The film does not provide any particular answer, said Bernhagen, director of community engagement at Rainbow Hospice Care in Jefferson. “It’s not a hospice film, for example, and it’s certainly not a film about physician assisted suicide,” he said. “Instead, our documentary provides something far more important than an answer. It asks some of the questions only the viewer can contemplate and answer for him/herself.”

It is up to viewers to answer questions like where they want to be when they die, with whom, what kind of quality of life they desire and more.

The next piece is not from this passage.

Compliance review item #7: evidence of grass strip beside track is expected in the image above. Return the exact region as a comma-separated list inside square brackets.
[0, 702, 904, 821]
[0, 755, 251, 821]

“Consider the Conversation is a beautiful film about a difficult subject,” said Bernhagen. “Unlike a lot of documentaries on end-of-life care, it isn’t graphic, clinical or depressing. After watching this movie in the theater, people leave feeling deeply moved and inspired to begin thinking and talking about their wishes with those who matter most to them – their spouse, their children, their doctor and their pastor or priest.”

To date, “Consider the Conversation” has aired more than 350 times on PBS stations in 29 states and won 10 major awards including one for journalistic excellence and four for use of film for social change and viewer impact.